3.31(月)6:12
「おっはよー、マー坊君!」
ぴょこん、と二階の窓から顔をのぞかせる少女。
屈託のないその笑顔、何の照れもなく大きく開いたその口、朝日を反射しきらきら光るその大きな瞳。釘宮家の次女、奈緒だ。
「よう、奈緒ちゃん」
甘えたような幼さを残すその声に、真央は微笑みながら挨拶を返した。
「わりーな。起しちまったか」
「ううん」
プルプルと大げさに首を振る奈緒。

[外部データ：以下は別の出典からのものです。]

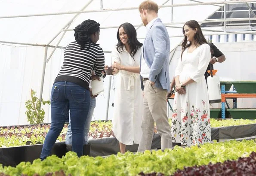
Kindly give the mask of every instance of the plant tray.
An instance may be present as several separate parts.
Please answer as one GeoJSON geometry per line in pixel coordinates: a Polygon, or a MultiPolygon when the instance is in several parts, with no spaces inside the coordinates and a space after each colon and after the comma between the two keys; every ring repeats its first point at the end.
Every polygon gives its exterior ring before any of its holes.
{"type": "Polygon", "coordinates": [[[230,89],[230,88],[232,86],[232,82],[230,81],[220,81],[220,86],[222,85],[225,85],[225,91],[228,91],[230,89]]]}
{"type": "Polygon", "coordinates": [[[232,83],[238,93],[256,93],[256,81],[235,81],[232,83]]]}

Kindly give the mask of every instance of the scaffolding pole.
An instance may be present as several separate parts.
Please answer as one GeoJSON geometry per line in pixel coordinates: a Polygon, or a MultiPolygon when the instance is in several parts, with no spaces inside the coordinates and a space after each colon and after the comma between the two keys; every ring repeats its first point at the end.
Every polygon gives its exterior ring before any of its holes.
{"type": "MultiPolygon", "coordinates": [[[[214,35],[229,35],[229,34],[256,34],[256,31],[240,31],[236,32],[222,32],[222,33],[204,33],[204,36],[211,36],[214,35]]],[[[184,36],[183,35],[179,35],[176,36],[169,36],[169,38],[174,37],[183,37],[184,36]]],[[[138,39],[144,39],[144,38],[138,38],[138,39]]]]}
{"type": "MultiPolygon", "coordinates": [[[[251,11],[251,12],[253,14],[253,16],[255,18],[256,18],[256,15],[255,15],[255,13],[254,13],[254,12],[253,12],[253,9],[252,9],[252,8],[251,8],[251,7],[250,7],[250,6],[249,6],[249,5],[247,3],[246,3],[246,4],[247,5],[247,6],[248,6],[248,8],[249,8],[249,9],[250,10],[250,11],[251,11]]],[[[250,13],[249,13],[249,14],[250,14],[250,13]]],[[[249,15],[249,18],[250,17],[250,15],[249,15]]]]}
{"type": "MultiPolygon", "coordinates": [[[[232,0],[230,1],[215,1],[210,2],[207,3],[185,3],[185,4],[177,4],[173,5],[168,5],[166,6],[159,6],[159,8],[167,8],[172,7],[182,7],[185,6],[204,6],[204,5],[211,5],[216,4],[236,4],[240,3],[253,3],[255,2],[255,0],[232,0]]],[[[98,12],[111,12],[111,11],[120,11],[125,10],[137,10],[138,7],[129,7],[119,9],[106,9],[103,10],[88,10],[86,11],[73,11],[73,12],[64,12],[56,13],[42,13],[42,14],[28,14],[19,15],[12,15],[12,16],[0,16],[1,18],[22,18],[22,17],[30,17],[39,16],[48,16],[48,15],[66,15],[66,14],[72,14],[76,13],[94,13],[98,12]]]]}
{"type": "Polygon", "coordinates": [[[43,73],[41,79],[41,87],[40,89],[40,95],[39,97],[39,109],[41,109],[41,105],[42,104],[42,97],[43,96],[43,82],[44,82],[44,75],[45,75],[45,68],[46,66],[46,59],[47,58],[47,53],[48,49],[47,46],[46,46],[44,51],[44,58],[43,59],[43,73]]]}
{"type": "MultiPolygon", "coordinates": [[[[71,24],[71,23],[70,23],[69,24],[68,24],[68,26],[67,27],[67,28],[68,28],[70,26],[70,25],[71,24]]],[[[56,44],[56,46],[55,46],[55,47],[54,47],[54,48],[52,50],[52,52],[51,53],[51,54],[50,54],[50,55],[49,56],[48,58],[47,59],[47,60],[46,61],[46,63],[48,63],[48,62],[49,61],[49,60],[50,60],[50,59],[51,58],[51,57],[52,57],[52,55],[53,54],[53,53],[54,53],[54,52],[55,51],[55,50],[56,50],[56,49],[57,48],[57,47],[58,47],[58,46],[59,46],[59,43],[60,42],[62,41],[62,39],[63,38],[63,37],[65,35],[65,34],[66,33],[66,32],[67,31],[64,31],[63,32],[63,33],[62,33],[62,36],[61,37],[60,39],[59,39],[59,41],[58,41],[58,42],[57,43],[57,44],[56,44]]]]}
{"type": "MultiPolygon", "coordinates": [[[[202,21],[198,21],[197,22],[199,24],[201,23],[216,23],[216,22],[221,22],[223,21],[250,21],[250,20],[256,20],[256,18],[228,18],[225,19],[213,19],[213,20],[204,20],[202,21]]],[[[177,22],[175,23],[163,23],[163,24],[165,25],[168,25],[169,27],[174,27],[174,28],[177,28],[179,27],[173,26],[172,26],[171,25],[178,25],[178,24],[185,24],[187,21],[182,21],[182,22],[177,22]]],[[[135,27],[139,27],[139,26],[143,26],[143,24],[135,24],[133,25],[135,27]]],[[[119,26],[106,26],[104,27],[100,27],[101,29],[111,29],[111,28],[118,28],[119,26]]],[[[67,30],[67,31],[71,31],[73,30],[73,29],[68,29],[65,30],[67,30]]]]}
{"type": "MultiPolygon", "coordinates": [[[[47,46],[48,48],[55,48],[56,46],[53,46],[52,45],[43,45],[43,44],[37,44],[35,43],[21,43],[19,42],[8,42],[6,41],[0,41],[0,43],[8,43],[8,44],[12,44],[15,45],[25,45],[27,46],[47,46]]],[[[57,46],[57,48],[59,48],[61,49],[65,49],[65,47],[63,46],[57,46]]]]}

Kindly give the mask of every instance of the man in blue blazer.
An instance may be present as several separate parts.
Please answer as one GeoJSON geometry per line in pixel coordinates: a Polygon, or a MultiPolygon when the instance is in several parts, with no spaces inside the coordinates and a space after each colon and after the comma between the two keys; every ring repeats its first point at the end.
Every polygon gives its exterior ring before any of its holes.
{"type": "Polygon", "coordinates": [[[167,116],[166,95],[170,89],[168,61],[169,35],[157,17],[158,6],[151,0],[139,7],[140,17],[147,28],[141,57],[142,88],[143,91],[142,137],[138,152],[149,150],[155,122],[161,136],[161,149],[172,147],[171,128],[167,116]]]}

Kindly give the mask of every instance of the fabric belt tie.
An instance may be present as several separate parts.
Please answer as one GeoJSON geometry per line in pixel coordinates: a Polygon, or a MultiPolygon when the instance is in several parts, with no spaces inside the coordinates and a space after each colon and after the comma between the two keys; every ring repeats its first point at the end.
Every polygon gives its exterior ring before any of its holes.
{"type": "Polygon", "coordinates": [[[134,88],[134,82],[135,80],[138,78],[138,76],[136,74],[132,74],[129,76],[128,80],[128,86],[127,91],[130,91],[131,89],[134,88]]]}

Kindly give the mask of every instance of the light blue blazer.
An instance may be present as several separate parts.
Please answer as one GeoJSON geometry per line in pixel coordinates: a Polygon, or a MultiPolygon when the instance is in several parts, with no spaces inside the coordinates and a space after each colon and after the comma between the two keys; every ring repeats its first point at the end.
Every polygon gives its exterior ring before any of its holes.
{"type": "MultiPolygon", "coordinates": [[[[149,28],[143,45],[142,55],[150,68],[148,79],[155,82],[155,86],[159,88],[170,90],[169,72],[170,41],[166,27],[161,20],[157,19],[149,28]]],[[[142,78],[142,89],[143,90],[142,78]]]]}

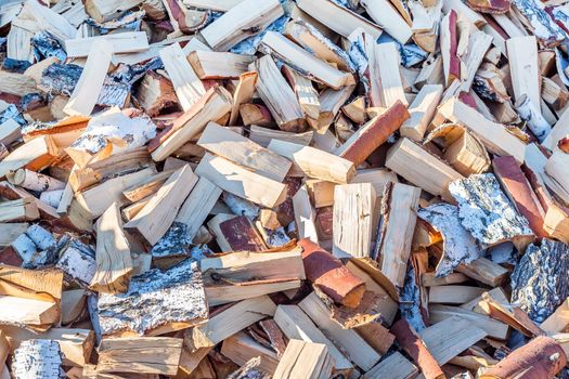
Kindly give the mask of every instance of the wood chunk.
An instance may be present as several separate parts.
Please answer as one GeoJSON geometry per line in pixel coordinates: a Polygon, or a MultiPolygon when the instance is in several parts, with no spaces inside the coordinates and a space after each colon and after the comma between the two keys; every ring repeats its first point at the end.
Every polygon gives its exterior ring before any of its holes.
{"type": "Polygon", "coordinates": [[[103,89],[113,45],[106,39],[96,40],[89,50],[87,63],[63,112],[66,115],[89,116],[103,89]]]}
{"type": "Polygon", "coordinates": [[[342,329],[339,324],[331,319],[331,313],[315,292],[310,293],[299,304],[302,311],[314,324],[342,349],[348,357],[364,370],[370,370],[380,358],[355,331],[342,329]]]}
{"type": "Polygon", "coordinates": [[[194,51],[187,61],[199,79],[238,79],[247,71],[254,56],[215,51],[194,51]]]}
{"type": "Polygon", "coordinates": [[[130,247],[122,232],[118,204],[113,202],[96,222],[96,272],[90,288],[98,292],[126,292],[132,275],[130,247]]]}
{"type": "Polygon", "coordinates": [[[463,177],[441,159],[402,138],[387,153],[386,167],[432,195],[451,199],[449,184],[463,177]]]}
{"type": "Polygon", "coordinates": [[[371,256],[375,198],[375,190],[370,183],[344,184],[334,188],[334,256],[371,256]]]}
{"type": "Polygon", "coordinates": [[[409,113],[399,100],[391,105],[385,113],[374,117],[353,133],[334,153],[360,166],[367,157],[388,138],[395,133],[405,120],[409,113]]]}
{"type": "Polygon", "coordinates": [[[419,331],[419,336],[437,363],[444,365],[484,338],[487,332],[466,319],[450,317],[419,331]]]}
{"type": "Polygon", "coordinates": [[[182,109],[189,112],[192,109],[192,106],[198,103],[202,96],[204,96],[206,89],[187,62],[185,55],[179,43],[172,43],[160,50],[160,60],[172,81],[178,101],[182,109]]]}
{"type": "Polygon", "coordinates": [[[533,239],[528,221],[509,205],[493,174],[454,181],[449,190],[458,202],[461,223],[480,244],[493,246],[513,240],[523,249],[533,239]]]}
{"type": "Polygon", "coordinates": [[[351,161],[315,147],[272,140],[268,148],[292,160],[294,169],[308,178],[348,183],[355,174],[351,161]]]}
{"type": "Polygon", "coordinates": [[[396,286],[403,287],[411,253],[421,190],[411,185],[389,183],[382,199],[379,235],[372,259],[396,286]]]}
{"type": "Polygon", "coordinates": [[[495,366],[484,369],[480,378],[508,378],[517,375],[549,378],[555,377],[565,365],[567,354],[562,347],[553,338],[542,336],[514,350],[495,366]]]}
{"type": "Polygon", "coordinates": [[[156,161],[169,155],[198,135],[209,121],[218,120],[231,109],[231,94],[221,86],[211,88],[197,103],[177,118],[171,128],[148,143],[156,161]]]}
{"type": "Polygon", "coordinates": [[[316,244],[305,238],[298,245],[303,249],[302,262],[308,280],[335,302],[358,306],[365,291],[365,284],[316,244]]]}
{"type": "Polygon", "coordinates": [[[397,322],[390,331],[396,336],[399,345],[403,348],[421,368],[425,378],[437,379],[444,377],[439,364],[430,354],[421,336],[404,318],[397,322]]]}
{"type": "Polygon", "coordinates": [[[271,112],[279,128],[287,132],[302,131],[305,129],[302,108],[273,58],[264,55],[255,62],[255,67],[259,75],[257,93],[271,112]]]}
{"type": "Polygon", "coordinates": [[[377,39],[382,35],[382,28],[368,22],[355,12],[351,12],[345,6],[336,4],[329,0],[299,0],[298,8],[314,17],[338,35],[348,37],[357,28],[362,28],[365,32],[377,39]]]}
{"type": "Polygon", "coordinates": [[[292,166],[287,159],[216,122],[207,125],[197,144],[218,156],[277,182],[284,180],[292,166]]]}
{"type": "Polygon", "coordinates": [[[569,297],[567,277],[555,274],[569,266],[568,249],[564,243],[544,238],[541,247],[528,246],[512,273],[512,301],[538,323],[569,297]]]}
{"type": "Polygon", "coordinates": [[[325,344],[290,340],[273,378],[329,378],[334,358],[325,344]]]}
{"type": "Polygon", "coordinates": [[[155,245],[168,231],[178,210],[197,182],[190,166],[174,171],[158,192],[137,215],[125,224],[126,230],[141,234],[151,245],[155,245]]]}
{"type": "Polygon", "coordinates": [[[189,329],[184,343],[192,349],[214,347],[275,311],[276,305],[268,296],[240,301],[209,317],[207,324],[189,329]]]}
{"type": "Polygon", "coordinates": [[[276,353],[250,338],[246,332],[240,331],[223,340],[221,354],[235,364],[245,365],[250,358],[260,356],[259,368],[268,374],[274,374],[279,365],[276,353]]]}
{"type": "Polygon", "coordinates": [[[130,279],[126,293],[100,293],[98,313],[103,336],[157,336],[201,324],[208,316],[202,274],[191,260],[147,271],[130,279]]]}
{"type": "Polygon", "coordinates": [[[182,344],[169,337],[103,338],[96,371],[176,375],[182,344]]]}
{"type": "Polygon", "coordinates": [[[417,367],[409,362],[401,353],[393,352],[391,355],[379,362],[363,375],[363,379],[391,378],[405,379],[413,378],[418,374],[417,367]]]}
{"type": "Polygon", "coordinates": [[[437,264],[437,276],[447,276],[461,263],[468,264],[481,256],[477,240],[461,224],[458,207],[445,202],[434,204],[419,209],[417,217],[442,235],[443,252],[437,264]]]}

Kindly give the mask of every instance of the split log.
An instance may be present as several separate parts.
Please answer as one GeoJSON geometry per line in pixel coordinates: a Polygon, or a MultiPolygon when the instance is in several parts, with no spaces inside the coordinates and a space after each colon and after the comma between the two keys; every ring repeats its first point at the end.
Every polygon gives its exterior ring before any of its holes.
{"type": "Polygon", "coordinates": [[[208,316],[202,275],[191,260],[133,276],[126,293],[100,293],[98,310],[103,336],[157,336],[201,324],[208,316]]]}
{"type": "Polygon", "coordinates": [[[395,133],[410,117],[406,107],[399,100],[385,113],[374,117],[353,133],[334,153],[360,166],[388,138],[395,133]]]}
{"type": "Polygon", "coordinates": [[[397,322],[390,331],[396,336],[399,345],[417,364],[426,379],[444,377],[439,364],[428,351],[421,336],[404,318],[397,322]]]}
{"type": "Polygon", "coordinates": [[[305,238],[299,240],[298,245],[303,249],[302,262],[308,280],[335,302],[351,308],[358,306],[365,291],[365,284],[316,244],[305,238]]]}
{"type": "Polygon", "coordinates": [[[449,190],[458,202],[461,223],[480,244],[493,246],[513,240],[525,249],[533,240],[528,221],[512,207],[493,174],[454,181],[449,190]]]}
{"type": "Polygon", "coordinates": [[[189,329],[184,343],[192,350],[214,347],[256,322],[274,315],[276,305],[268,296],[240,301],[209,317],[207,324],[189,329]]]}
{"type": "Polygon", "coordinates": [[[228,51],[264,29],[284,14],[277,0],[245,0],[205,27],[201,32],[216,51],[228,51]]]}
{"type": "Polygon", "coordinates": [[[334,188],[334,256],[371,256],[375,198],[370,183],[342,184],[334,188]]]}
{"type": "Polygon", "coordinates": [[[272,140],[268,148],[292,160],[294,169],[308,178],[348,183],[355,174],[351,161],[315,147],[272,140]]]}
{"type": "Polygon", "coordinates": [[[176,375],[182,344],[169,337],[103,338],[96,371],[176,375]]]}
{"type": "Polygon", "coordinates": [[[275,379],[318,378],[332,375],[334,358],[325,344],[290,340],[274,371],[275,379]]]}
{"type": "Polygon", "coordinates": [[[532,378],[553,378],[567,365],[567,355],[559,343],[549,337],[536,337],[516,349],[495,366],[482,370],[481,379],[513,378],[527,375],[532,378]]]}
{"type": "Polygon", "coordinates": [[[264,55],[255,62],[255,67],[259,75],[257,93],[271,112],[279,128],[287,132],[302,131],[305,129],[302,108],[273,58],[264,55]]]}
{"type": "Polygon", "coordinates": [[[300,339],[307,342],[325,344],[328,348],[328,353],[334,357],[336,370],[349,370],[353,367],[298,305],[279,305],[274,314],[274,321],[288,339],[300,339]]]}
{"type": "Polygon", "coordinates": [[[198,135],[209,121],[218,120],[231,110],[231,94],[221,86],[209,89],[190,109],[148,143],[156,161],[165,160],[173,152],[198,135]]]}
{"type": "Polygon", "coordinates": [[[569,267],[568,251],[566,244],[544,238],[541,247],[528,246],[512,273],[512,301],[538,323],[569,297],[568,278],[555,274],[569,267]]]}
{"type": "Polygon", "coordinates": [[[14,351],[12,373],[20,378],[65,378],[57,341],[28,340],[14,351]]]}
{"type": "Polygon", "coordinates": [[[126,292],[133,267],[116,202],[96,222],[95,257],[96,272],[90,282],[90,288],[98,292],[126,292]]]}

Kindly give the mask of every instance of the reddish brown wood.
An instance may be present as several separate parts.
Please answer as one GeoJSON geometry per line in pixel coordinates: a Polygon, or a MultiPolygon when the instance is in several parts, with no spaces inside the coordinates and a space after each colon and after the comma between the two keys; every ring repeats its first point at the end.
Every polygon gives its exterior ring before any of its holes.
{"type": "Polygon", "coordinates": [[[298,241],[302,247],[302,263],[307,279],[335,302],[355,308],[362,301],[365,283],[355,277],[339,259],[308,238],[298,241]]]}

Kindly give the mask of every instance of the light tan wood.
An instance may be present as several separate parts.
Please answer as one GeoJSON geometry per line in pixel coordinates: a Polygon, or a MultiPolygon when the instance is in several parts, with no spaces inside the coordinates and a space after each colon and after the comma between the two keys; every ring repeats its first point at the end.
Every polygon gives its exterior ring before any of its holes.
{"type": "Polygon", "coordinates": [[[274,379],[327,379],[332,376],[334,358],[325,344],[290,340],[279,361],[274,379]]]}
{"type": "Polygon", "coordinates": [[[238,79],[245,74],[253,55],[221,53],[215,51],[194,51],[187,61],[199,79],[238,79]]]}
{"type": "Polygon", "coordinates": [[[189,110],[206,93],[202,80],[194,73],[179,43],[160,50],[160,60],[172,81],[182,109],[189,110]]]}
{"type": "Polygon", "coordinates": [[[294,169],[308,178],[348,183],[355,174],[351,161],[314,147],[272,140],[268,148],[292,160],[294,169]]]}
{"type": "Polygon", "coordinates": [[[176,375],[182,344],[169,337],[103,338],[96,371],[176,375]]]}
{"type": "Polygon", "coordinates": [[[93,110],[111,64],[113,44],[106,39],[92,43],[79,81],[63,108],[66,115],[89,116],[93,110]]]}
{"type": "Polygon", "coordinates": [[[387,153],[386,167],[432,195],[453,201],[449,183],[462,179],[458,172],[422,146],[402,138],[387,153]]]}
{"type": "Polygon", "coordinates": [[[337,370],[347,370],[353,367],[350,361],[324,336],[298,305],[279,305],[274,321],[288,339],[325,344],[328,348],[328,353],[334,357],[334,367],[337,370]]]}
{"type": "Polygon", "coordinates": [[[151,245],[155,245],[170,227],[195,183],[197,177],[189,165],[176,170],[124,227],[135,231],[151,245]]]}
{"type": "Polygon", "coordinates": [[[214,347],[275,311],[276,305],[268,296],[243,300],[209,317],[204,326],[189,330],[184,339],[193,349],[214,347]]]}
{"type": "Polygon", "coordinates": [[[284,180],[292,166],[290,161],[282,156],[216,122],[207,125],[197,144],[218,156],[277,182],[284,180]]]}
{"type": "Polygon", "coordinates": [[[370,183],[334,188],[334,245],[338,258],[370,257],[376,194],[370,183]]]}
{"type": "Polygon", "coordinates": [[[486,290],[468,286],[437,286],[429,289],[429,303],[464,304],[482,295],[486,290]]]}
{"type": "Polygon", "coordinates": [[[329,311],[315,292],[310,293],[298,305],[358,366],[368,370],[379,361],[380,355],[362,337],[352,329],[342,329],[331,318],[329,311]]]}
{"type": "Polygon", "coordinates": [[[399,129],[402,136],[421,142],[442,99],[442,86],[423,86],[409,107],[411,117],[399,129]]]}
{"type": "Polygon", "coordinates": [[[405,280],[419,196],[421,188],[396,183],[388,184],[382,199],[382,244],[372,258],[380,260],[382,272],[398,287],[405,280]]]}
{"type": "Polygon", "coordinates": [[[98,292],[126,292],[133,267],[117,202],[96,222],[95,259],[96,271],[89,287],[98,292]]]}

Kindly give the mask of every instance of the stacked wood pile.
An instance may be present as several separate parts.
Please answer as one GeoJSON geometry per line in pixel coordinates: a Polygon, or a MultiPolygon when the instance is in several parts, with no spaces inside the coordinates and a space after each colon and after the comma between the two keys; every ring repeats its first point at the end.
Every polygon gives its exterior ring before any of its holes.
{"type": "Polygon", "coordinates": [[[0,1],[0,378],[568,378],[567,0],[0,1]]]}

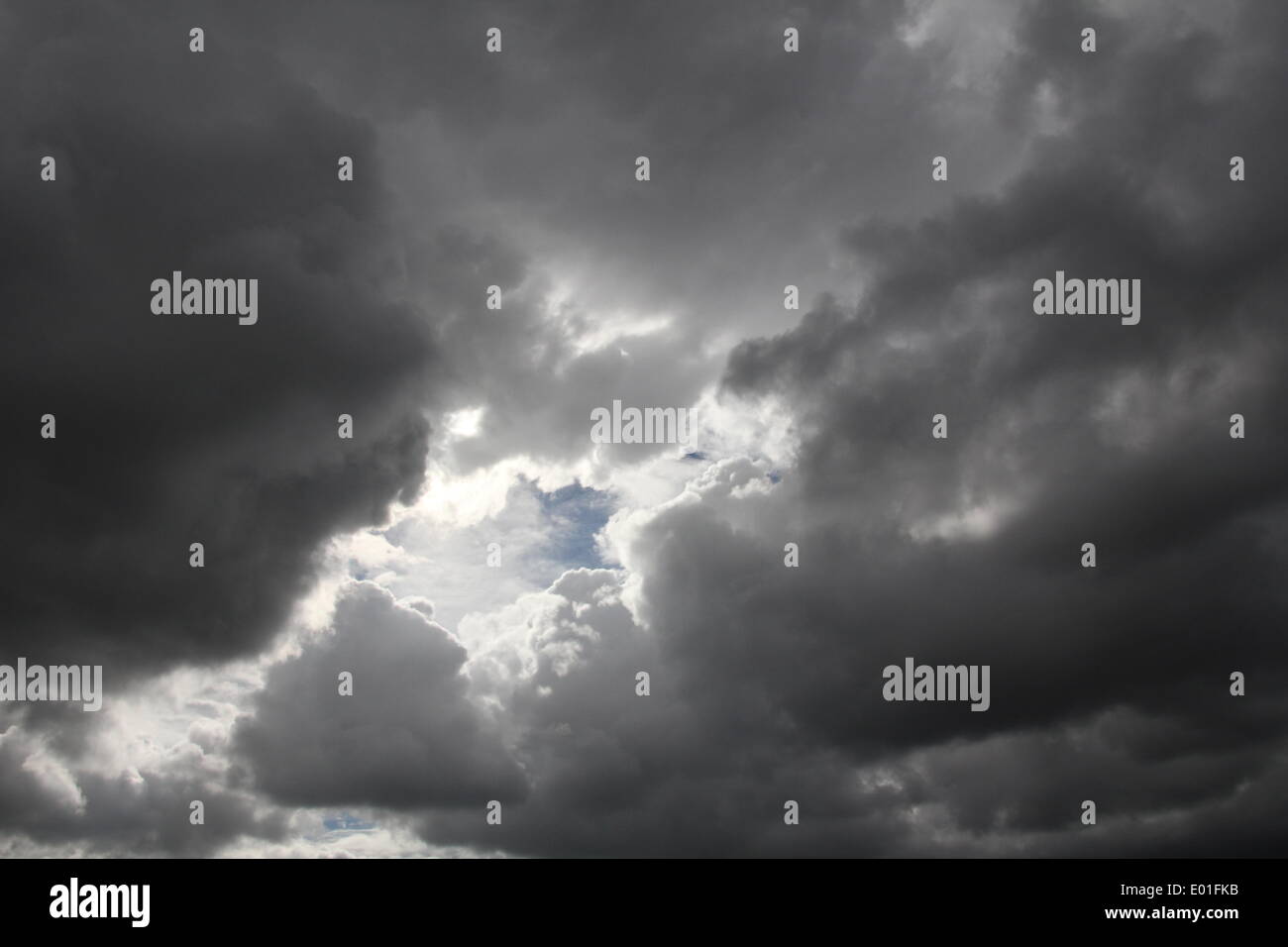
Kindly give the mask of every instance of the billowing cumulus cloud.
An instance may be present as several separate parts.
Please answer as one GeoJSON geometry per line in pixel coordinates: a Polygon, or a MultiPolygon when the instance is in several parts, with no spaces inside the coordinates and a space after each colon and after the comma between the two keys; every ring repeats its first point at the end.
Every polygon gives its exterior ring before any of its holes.
{"type": "Polygon", "coordinates": [[[5,850],[1282,849],[1275,5],[3,22],[0,662],[117,701],[4,718],[5,850]],[[176,269],[259,322],[153,316],[176,269]]]}

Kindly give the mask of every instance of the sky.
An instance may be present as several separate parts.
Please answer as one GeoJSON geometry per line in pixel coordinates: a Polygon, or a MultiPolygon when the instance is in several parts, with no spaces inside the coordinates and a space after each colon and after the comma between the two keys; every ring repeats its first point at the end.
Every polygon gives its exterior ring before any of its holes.
{"type": "Polygon", "coordinates": [[[0,665],[104,692],[0,701],[0,854],[1282,854],[1285,43],[0,3],[0,665]],[[176,271],[256,322],[153,312],[176,271]],[[1038,314],[1057,272],[1140,322],[1038,314]]]}

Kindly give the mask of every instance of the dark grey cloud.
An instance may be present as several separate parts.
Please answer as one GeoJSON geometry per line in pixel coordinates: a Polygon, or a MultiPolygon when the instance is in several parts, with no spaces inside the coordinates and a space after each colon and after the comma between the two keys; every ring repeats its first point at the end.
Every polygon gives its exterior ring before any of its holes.
{"type": "Polygon", "coordinates": [[[8,23],[4,651],[102,662],[112,687],[254,653],[318,544],[422,475],[430,332],[379,289],[388,193],[336,180],[372,130],[252,41],[191,54],[178,10],[8,23]],[[259,322],[153,314],[173,271],[258,278],[259,322]]]}
{"type": "Polygon", "coordinates": [[[270,670],[233,742],[255,785],[291,805],[522,798],[523,773],[468,700],[464,662],[465,648],[419,608],[355,584],[331,629],[270,670]],[[340,694],[344,671],[352,694],[340,694]]]}
{"type": "Polygon", "coordinates": [[[522,854],[1280,850],[1285,14],[983,4],[974,46],[960,14],[914,39],[931,8],[5,8],[8,653],[118,680],[261,653],[319,545],[416,493],[429,412],[487,408],[459,469],[573,460],[591,407],[723,372],[800,451],[618,519],[627,586],[567,572],[468,648],[355,586],[210,743],[219,778],[33,768],[94,734],[28,710],[0,828],[204,854],[352,805],[522,854]],[[153,317],[171,269],[256,276],[260,323],[153,317]],[[1139,277],[1141,323],[1034,316],[1056,269],[1139,277]],[[835,294],[786,327],[787,282],[835,294]],[[672,323],[589,345],[618,308],[672,323]],[[882,701],[909,655],[989,664],[989,711],[882,701]]]}

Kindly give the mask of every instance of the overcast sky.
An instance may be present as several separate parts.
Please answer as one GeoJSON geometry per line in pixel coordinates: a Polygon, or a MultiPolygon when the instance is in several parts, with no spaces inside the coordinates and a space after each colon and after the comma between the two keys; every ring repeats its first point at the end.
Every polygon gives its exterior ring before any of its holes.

「なんだかね、もうじき真央君と一緒に学校に通えるって思ったら、わくわくしちゃって早起きしちゃったんだー」
そう言って右ほおを掻いた。
「あ、桃ちゃんも帰って来たみたいだよー」
奈緒の指さす方向には陸上部のジャージーに身を包み、あくまでもペースを乱すことなく走る桃の姿があった。
その弾けるような体のばねは、桃のしなやかな肢体を一層引き立たせ、その髪型と相まって一頭の優駿が走っているかのようであった。
「おかえりー、桃ちゃん」
奈緒はその勝ち誇ったような美しさを見せつける姉を出迎えた。
「今日もランニング、一緒だったんだねー」
「たまたまだよ。偶然一緒になっちゃったってだけ」
桃はタオルで顔を拭きながら言った。そして玄関においてあったミネラルウォーターを一口含んだ。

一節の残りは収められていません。